The long answer is: it depends on your marketing, branding and communications plan. There are pros and cons to having one corporate Facebook presence representing multiple locations (and vice versa), and ultimately you are the only one who can decide which route is right for your brand. Consider your overall marketing strategy and how social media fits into it before jumping in.
Here is a list of questions you should ask yourself when deciding whether or not multiple units require multiple Facebook pages:
What is your objective?
If your main goal is general awareness, and you are measuring that success based on number of likes, comments and shares, perhaps one page is better. Besides the obvious fact that regionalized audiences will always be smaller than a national audience, general brand awareness may not need be broken down that granularly. And having one page under your control ensures a consistent brand presence and message every time, not to mention provides a big picture overview to you of general sentiment toward your brand.
Is it scalable?
Perhaps you have 5 units today, and it’s completely manageable to keep track of those 5 different pages. But what about when you grow to 50 units? Or 500? Are your pages and your management of those pages set up in a way that is scalable while still keeping true to your brand? Ask yourself, who would manage all of those pages – individual store owners, regional managers, or corporate? Who would ensure all are within brand guidelines and following your communications plan? Always think about tomorrow when planning today.
Who is your target?
Does your core customer look the same across all of your units? A singular brand message is important, but content, subject matter or photos may vary based on who frequents that location and interacts with you online. You’ll lose your audience if content isn’t relevant to them or if they don’t feel like they “belong.”

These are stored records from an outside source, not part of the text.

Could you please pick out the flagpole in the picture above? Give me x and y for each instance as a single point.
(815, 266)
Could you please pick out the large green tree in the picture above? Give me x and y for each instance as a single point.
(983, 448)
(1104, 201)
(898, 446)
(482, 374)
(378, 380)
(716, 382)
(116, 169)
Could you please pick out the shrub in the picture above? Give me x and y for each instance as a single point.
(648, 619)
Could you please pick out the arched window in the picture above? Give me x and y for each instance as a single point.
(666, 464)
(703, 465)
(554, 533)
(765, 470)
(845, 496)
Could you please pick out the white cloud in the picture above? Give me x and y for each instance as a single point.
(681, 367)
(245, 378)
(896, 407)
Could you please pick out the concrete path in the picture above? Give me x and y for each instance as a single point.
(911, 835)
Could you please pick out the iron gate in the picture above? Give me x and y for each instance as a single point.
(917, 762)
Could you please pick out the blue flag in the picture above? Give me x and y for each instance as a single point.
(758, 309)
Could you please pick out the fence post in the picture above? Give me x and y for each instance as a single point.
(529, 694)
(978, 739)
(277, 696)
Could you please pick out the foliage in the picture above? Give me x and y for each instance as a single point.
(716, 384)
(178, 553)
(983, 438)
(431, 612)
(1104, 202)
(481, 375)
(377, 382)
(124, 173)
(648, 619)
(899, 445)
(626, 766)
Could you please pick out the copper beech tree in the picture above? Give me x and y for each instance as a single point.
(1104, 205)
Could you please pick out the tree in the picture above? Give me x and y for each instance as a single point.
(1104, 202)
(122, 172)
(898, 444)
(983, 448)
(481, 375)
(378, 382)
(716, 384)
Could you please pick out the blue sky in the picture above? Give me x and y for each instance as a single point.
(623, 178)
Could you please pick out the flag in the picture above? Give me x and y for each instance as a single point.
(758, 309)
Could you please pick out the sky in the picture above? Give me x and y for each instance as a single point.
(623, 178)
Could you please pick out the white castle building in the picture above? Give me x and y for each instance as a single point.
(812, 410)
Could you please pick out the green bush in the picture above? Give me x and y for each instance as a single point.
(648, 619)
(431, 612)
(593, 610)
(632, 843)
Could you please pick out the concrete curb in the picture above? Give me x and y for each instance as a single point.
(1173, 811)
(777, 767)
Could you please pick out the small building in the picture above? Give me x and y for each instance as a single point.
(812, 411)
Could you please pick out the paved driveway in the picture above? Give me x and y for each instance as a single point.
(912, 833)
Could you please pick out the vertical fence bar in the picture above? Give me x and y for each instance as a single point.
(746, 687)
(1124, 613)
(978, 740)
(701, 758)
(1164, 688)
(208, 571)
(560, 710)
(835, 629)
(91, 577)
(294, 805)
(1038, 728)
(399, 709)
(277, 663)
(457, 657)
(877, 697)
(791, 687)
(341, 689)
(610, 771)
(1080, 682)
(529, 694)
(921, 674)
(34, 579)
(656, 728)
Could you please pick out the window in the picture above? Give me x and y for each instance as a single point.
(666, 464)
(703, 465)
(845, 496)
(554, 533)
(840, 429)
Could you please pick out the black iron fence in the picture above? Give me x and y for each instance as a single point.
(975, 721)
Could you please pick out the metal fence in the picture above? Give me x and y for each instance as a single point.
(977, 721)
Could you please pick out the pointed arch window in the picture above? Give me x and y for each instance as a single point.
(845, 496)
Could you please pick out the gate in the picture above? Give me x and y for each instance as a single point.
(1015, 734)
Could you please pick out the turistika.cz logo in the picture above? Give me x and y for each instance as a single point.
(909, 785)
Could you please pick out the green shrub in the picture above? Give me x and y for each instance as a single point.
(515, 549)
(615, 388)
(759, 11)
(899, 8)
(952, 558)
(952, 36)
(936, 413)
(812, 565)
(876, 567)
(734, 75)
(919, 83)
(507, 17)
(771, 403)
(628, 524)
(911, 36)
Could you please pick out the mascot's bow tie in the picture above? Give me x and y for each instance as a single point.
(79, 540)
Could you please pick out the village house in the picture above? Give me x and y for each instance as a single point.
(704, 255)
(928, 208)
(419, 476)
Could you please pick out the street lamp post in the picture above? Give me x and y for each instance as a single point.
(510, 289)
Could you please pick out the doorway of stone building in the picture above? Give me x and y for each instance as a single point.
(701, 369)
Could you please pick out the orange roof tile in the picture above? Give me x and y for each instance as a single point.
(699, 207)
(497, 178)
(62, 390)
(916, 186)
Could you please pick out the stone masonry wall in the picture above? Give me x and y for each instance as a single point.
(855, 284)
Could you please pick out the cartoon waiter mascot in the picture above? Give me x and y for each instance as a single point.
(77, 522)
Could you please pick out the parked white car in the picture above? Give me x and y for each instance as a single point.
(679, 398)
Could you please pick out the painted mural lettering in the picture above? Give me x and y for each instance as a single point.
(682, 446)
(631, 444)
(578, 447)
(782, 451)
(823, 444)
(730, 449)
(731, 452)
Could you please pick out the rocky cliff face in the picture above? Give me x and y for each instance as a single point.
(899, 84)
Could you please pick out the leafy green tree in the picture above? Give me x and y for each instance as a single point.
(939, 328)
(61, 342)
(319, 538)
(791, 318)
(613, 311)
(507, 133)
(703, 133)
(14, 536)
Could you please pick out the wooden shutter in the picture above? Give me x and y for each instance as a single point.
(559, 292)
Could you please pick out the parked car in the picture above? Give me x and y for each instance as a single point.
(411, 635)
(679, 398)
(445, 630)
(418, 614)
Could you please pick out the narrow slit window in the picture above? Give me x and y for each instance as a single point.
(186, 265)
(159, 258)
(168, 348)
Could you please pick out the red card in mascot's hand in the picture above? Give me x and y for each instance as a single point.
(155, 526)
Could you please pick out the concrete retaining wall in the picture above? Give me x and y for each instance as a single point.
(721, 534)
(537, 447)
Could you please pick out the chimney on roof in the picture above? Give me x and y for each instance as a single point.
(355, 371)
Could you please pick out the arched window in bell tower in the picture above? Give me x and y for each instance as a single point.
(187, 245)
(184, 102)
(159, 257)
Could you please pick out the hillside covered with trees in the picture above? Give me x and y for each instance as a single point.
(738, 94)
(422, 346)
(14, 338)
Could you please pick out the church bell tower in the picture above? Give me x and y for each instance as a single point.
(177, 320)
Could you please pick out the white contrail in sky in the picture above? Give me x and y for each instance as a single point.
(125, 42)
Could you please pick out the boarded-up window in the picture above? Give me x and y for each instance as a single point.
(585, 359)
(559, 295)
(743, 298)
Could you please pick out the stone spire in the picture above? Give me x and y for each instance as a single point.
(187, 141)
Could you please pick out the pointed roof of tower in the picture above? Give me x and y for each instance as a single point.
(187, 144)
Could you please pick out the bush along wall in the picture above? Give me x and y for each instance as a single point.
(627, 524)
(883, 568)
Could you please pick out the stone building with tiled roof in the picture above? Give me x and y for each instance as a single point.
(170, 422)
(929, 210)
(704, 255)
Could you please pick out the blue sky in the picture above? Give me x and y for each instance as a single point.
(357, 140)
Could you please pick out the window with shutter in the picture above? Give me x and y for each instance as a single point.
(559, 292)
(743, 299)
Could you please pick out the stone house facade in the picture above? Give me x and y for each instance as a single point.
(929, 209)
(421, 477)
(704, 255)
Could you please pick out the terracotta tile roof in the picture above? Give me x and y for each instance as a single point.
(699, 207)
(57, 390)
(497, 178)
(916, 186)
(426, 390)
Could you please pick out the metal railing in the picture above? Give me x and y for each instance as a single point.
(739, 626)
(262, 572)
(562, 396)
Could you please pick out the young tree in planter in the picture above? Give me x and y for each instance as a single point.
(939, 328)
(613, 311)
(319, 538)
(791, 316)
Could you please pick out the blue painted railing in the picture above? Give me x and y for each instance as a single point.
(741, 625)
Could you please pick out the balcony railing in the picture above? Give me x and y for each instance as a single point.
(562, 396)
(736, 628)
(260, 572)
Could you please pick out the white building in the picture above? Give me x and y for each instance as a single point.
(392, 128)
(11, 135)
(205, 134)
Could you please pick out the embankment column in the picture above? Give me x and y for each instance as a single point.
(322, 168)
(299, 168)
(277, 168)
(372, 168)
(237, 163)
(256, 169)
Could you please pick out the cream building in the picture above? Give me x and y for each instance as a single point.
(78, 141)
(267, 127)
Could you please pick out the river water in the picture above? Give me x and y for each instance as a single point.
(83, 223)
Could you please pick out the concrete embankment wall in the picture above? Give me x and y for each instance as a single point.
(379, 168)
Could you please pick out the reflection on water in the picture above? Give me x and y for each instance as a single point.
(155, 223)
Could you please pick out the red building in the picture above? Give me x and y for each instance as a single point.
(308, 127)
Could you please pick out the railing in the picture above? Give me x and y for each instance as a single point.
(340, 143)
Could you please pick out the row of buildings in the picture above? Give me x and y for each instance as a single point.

What is your content plan?
If your brand is attractive because of local, community involvement, perhaps multiple Facebook pages make more sense. Regional pages are a great opportunity to showcase the local farms from which you buy or the local teams in which you sponsor. Another spin on this is whether your photos and graphics are general food and wine photos or individualized staff, location and customer photos. Regionalized messaging can get lost in a national audience if it’s not relatable. But if your content isn’t that localized and the restaurant news and photos you want to share are relevant nationally, then one page may still make the most sense.
Are your menus, specials, events or contests consistent or regionalized?
It may be an indicator that you need regional pages if your menus are different from location to location. A single corporate page couldn’t promote items that are not available nationally, so it would force more generic content when individualized content could be more engaging. What about specials? Or events and contests? The key is to be relevant to your audience, so if different units have different things to promote, then perhaps they need their own pages.
In some cases, one page will do it all. In others, regions or even individual units may require their own presence. If you have one page for your brand you can ensure consistent messaging and branding while building awareness and an audience that is manageable and scalable. Plus, it’s easier for your customers to find you online and much easier for you to promote on your website and in your restaurants. On the other hand, if you have multiple Facebook pages you can regionalize and personalize the content to audiences, connecting on a more personal and individual level.
In either case, you have to consider your overall communication plan, management and brand guidelines, and how that may change (or how it needs to stay the same) as you grow. What’s right for some brands may not be right for others, so consider your larger scale marketing plan before making a social move.